Yeltsin made a lot of small mistakes: he inconsistently pursued reforms, stayed with Korzhakov too long, then Berezovskiy. Yeltsin also committed one fundamental mistake: he never reformed the intelligence and security services (siloviki). At first he did not think he needed to. Under Yeltsin, the role of the all-powerful silovik was played by Aleksandr Korzhakov, who opposed holding elections in 1996. This is an iconic story for the siloviki: they did not want the president to be dependent on the people for his power. They wanted the president to be dependent only on them.
So when the elections happened and Yeltsin entered his second term, Korzhakov did everything to spoil the elections – with boxes from under the copy machine. The President sent him into retirement, and a few days later suffered a severe heart attack. But Yeltsin nonetheless made his choice – between being dependent on Korzhakov and being dependent on the people. A few years later, following the arrest of Khodorkovskiy, President Putin would make exactly the opposite choice.

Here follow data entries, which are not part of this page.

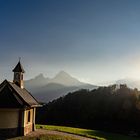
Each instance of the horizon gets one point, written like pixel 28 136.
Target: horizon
pixel 94 41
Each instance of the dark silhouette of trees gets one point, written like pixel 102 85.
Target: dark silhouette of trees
pixel 114 108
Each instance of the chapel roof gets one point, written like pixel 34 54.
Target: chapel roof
pixel 12 96
pixel 18 68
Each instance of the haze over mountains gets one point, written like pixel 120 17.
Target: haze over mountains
pixel 47 89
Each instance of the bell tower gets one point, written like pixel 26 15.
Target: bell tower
pixel 18 75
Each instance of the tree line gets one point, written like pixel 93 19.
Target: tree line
pixel 113 108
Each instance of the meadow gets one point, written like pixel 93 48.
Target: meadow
pixel 98 135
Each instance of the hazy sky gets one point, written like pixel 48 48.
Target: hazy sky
pixel 94 40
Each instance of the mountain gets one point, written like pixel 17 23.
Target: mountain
pixel 132 83
pixel 65 79
pixel 48 89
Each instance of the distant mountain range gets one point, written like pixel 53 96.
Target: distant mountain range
pixel 132 83
pixel 47 89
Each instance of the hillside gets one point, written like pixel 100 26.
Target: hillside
pixel 112 108
pixel 48 89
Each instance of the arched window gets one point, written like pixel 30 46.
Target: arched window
pixel 29 116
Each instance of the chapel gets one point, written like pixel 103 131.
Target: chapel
pixel 17 106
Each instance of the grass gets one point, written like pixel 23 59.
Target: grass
pixel 45 137
pixel 98 135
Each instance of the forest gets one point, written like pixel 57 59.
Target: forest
pixel 115 108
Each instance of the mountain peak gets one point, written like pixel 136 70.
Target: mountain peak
pixel 62 74
pixel 65 79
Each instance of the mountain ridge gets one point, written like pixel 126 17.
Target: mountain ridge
pixel 48 89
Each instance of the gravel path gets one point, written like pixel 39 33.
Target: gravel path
pixel 44 131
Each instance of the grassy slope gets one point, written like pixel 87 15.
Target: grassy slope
pixel 45 137
pixel 88 133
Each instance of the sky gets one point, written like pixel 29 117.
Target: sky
pixel 96 41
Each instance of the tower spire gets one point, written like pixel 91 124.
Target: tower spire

But only around 1998 did Yeltsin realize that while he had only poorly reformed the economy, he had not touched the siloviki at all, and this entire horde of employees of the Prosecutors Office, FSB, MVD, all converted into a corporation with many shareholders, subsidiaries and affiliates, all of these colonels and generals, who supplied the oligarchs with girls or factories, attacked Yeltsin under the slogan, “They stole the country”. A slogan which actually boiled down to: “They stole the country, and didn’t give us anything”.
Yeltsin tried to remedy his situation. At first he appointed as head of his Administration the silovik Bordyuzh, but he did nothing. Then the President appointed as head of the government the silovik Sergey Stepashin, but he decided to just get along with everyone. And then the President appointed as head of the government yet another silovik – Vladimir Putin.

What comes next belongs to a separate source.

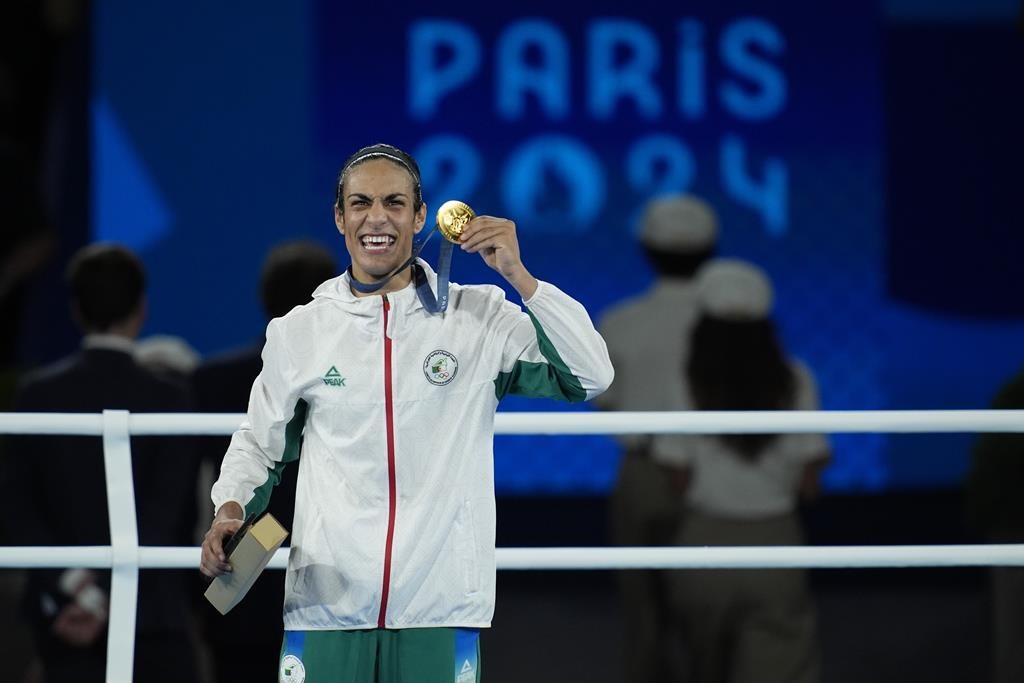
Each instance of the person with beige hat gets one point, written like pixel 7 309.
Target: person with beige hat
pixel 647 337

Short indeed was the list of siloviki who might be considered in even small measure liberals.
President Yeltsin loved equally both power and freedom. He knew that newspapers were one thing, history another. He did not want to go down in history as the first dictator of Russia. He did not dole out Russian companies to his cronies, did not poison his enemies with polonium or throw them in prison, did not close opposition television stations or pervert the purpose of elections. For this he was laughed at on the television, and Prosecutor Skuratov, when he wasn’t visiting prostitutes, rummaged around in the files of his daughters. President Putin learned from the mistakes of Yeltsin. No one laughs at President Putin on the television. But the question is what will history say about Putin?
True, President Yeltsin did not create very much. He was not much for economics, caused a default, and did not reform the siloviki. But he was a free man, and he shared that freedom with all of us. Under Yeltsin, for the first time in the 20th century, a free society appeared in Russia, and this free society remains free to this day, despite the closed television stations, the seized assets and the Chekisti at the head of government.
Even President Putin will not be able to turn this free society into a unitary enterprise and place at its head an old buddy from the “Ozero” cooperative.